Conventions

Variable Names

Before discussing the formats, the conventions for vairable names needs to be clarified. These conventions are:

  • x = The random variable (time, stress etc.) array
  • xl = The random variable (time, stress etc.) array for the left interval of interval censored data.
  • xr = The random variable (time, stress etc.) array for the right interval of interval censored data.
  • c = Refers to the censoring data array associated with x
  • n = The count array associated with x
  • t = the truncation values for the left and right truncation at x (must be two dim, or use tl and tr instead)
  • r = risk set at x
  • d = failures/deaths at x
  • t = two dimensional array of the truncation interval at x
  • tl = one dimensional array of the value at which x is left truncated
  • tr = one dimensional array of the value at which x is right truncated

Data Formats

The conventional formats use in surpyval are:

  • xcnt = x variables, with c as the censoring scheme, n as the counts, and t as the truncation
  • xrd = x variables, with the risk set, r, at x and the deaths, d, also at x

All functions in surpyval have default handling conditions for c and n. That is, if these variables aren’t passed, it is assumed that there was one observation and it was a failure for every x.
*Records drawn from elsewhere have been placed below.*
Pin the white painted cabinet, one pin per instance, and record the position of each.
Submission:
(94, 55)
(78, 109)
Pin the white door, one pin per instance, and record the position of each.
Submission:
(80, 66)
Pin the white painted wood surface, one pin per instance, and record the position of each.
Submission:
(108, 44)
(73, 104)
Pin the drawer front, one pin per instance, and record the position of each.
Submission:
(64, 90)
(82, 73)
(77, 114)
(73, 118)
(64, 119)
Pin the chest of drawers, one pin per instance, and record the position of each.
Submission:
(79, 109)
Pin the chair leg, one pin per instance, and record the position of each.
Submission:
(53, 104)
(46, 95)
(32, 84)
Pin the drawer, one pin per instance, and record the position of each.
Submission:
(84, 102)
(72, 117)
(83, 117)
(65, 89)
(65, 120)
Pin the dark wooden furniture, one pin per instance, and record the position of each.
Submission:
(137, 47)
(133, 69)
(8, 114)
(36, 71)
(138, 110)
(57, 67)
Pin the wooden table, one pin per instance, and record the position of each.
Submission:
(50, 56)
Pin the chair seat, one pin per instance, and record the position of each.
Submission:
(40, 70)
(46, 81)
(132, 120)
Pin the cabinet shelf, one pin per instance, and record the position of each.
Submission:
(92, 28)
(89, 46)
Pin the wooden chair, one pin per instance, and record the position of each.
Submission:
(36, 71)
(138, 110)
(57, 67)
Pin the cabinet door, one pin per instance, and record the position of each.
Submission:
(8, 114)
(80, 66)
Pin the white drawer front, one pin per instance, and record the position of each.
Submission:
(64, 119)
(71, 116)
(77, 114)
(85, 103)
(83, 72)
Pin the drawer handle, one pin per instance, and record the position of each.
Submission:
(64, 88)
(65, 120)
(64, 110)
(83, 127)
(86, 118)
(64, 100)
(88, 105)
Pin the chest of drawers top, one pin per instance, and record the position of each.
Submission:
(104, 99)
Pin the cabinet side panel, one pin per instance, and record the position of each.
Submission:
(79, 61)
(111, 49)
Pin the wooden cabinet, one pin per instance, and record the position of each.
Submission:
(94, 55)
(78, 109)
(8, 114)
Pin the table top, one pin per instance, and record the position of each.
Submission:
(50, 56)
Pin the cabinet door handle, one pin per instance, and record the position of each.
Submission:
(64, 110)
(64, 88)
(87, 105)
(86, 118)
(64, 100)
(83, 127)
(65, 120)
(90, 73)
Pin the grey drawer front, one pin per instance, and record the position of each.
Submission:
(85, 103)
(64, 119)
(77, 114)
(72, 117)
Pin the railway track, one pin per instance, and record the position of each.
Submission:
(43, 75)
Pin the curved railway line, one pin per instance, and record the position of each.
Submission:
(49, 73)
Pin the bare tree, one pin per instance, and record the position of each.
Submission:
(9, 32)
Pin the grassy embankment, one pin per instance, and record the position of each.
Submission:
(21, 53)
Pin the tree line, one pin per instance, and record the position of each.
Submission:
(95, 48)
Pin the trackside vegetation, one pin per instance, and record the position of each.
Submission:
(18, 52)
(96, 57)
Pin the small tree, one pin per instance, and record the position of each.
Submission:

Surpyval fit() functions use the xcnt format. But the package has handlers for other formats to rearrange it to the needed format. Other formats are:

wranglers for formats:

  • fs = failure time array, f, and right censored time array, s
  • fsl = fs format plus an array for left censored times.

Censoring conventions

For the censoring values, surpyval uses the convention used in Meeker and Escobar, that is:

  • -1 = left
  • 0 = failure / event
  • 1 = right
  • 2 = interval censoring. Must have left and right value in x

This convention gives an intuitive feel for the placement of the data on a timeline.

Function conventions

There exists a relationship between each of the functions of a distribution and the others. This can be very useful to keep in mind when understanding how surpyval works. For example, the Nelson-Aalen estimator is used to estimate the cumulative hazard function (Hf), the below relationships is how distribution for this can be used to estimate the survival function, or the cdf.

_images/relationships.png

The above table shows how the function on the right, can be described by the function along the top row (I leave out the function describing itself as it is simply itself…). So, an interesting one is that the reliability or survival function, R(t), is simply the exponentiated negative of the cumulative hazard function! This relationship holds for every distribution.

The conventions for SurPyval are that each object returned from a fit() call has the ability to compute the following:

  • df() - The density function
  • ff() - The CDF
  • sf() - The survival function, or reliability function
  • hf() - The (instantaneous) hazard function
  • Hf() - The cumulative hazard function

These functions can be used to plot or even in optimisers so that you can optimize decisions that you are guiding with your survival analysis.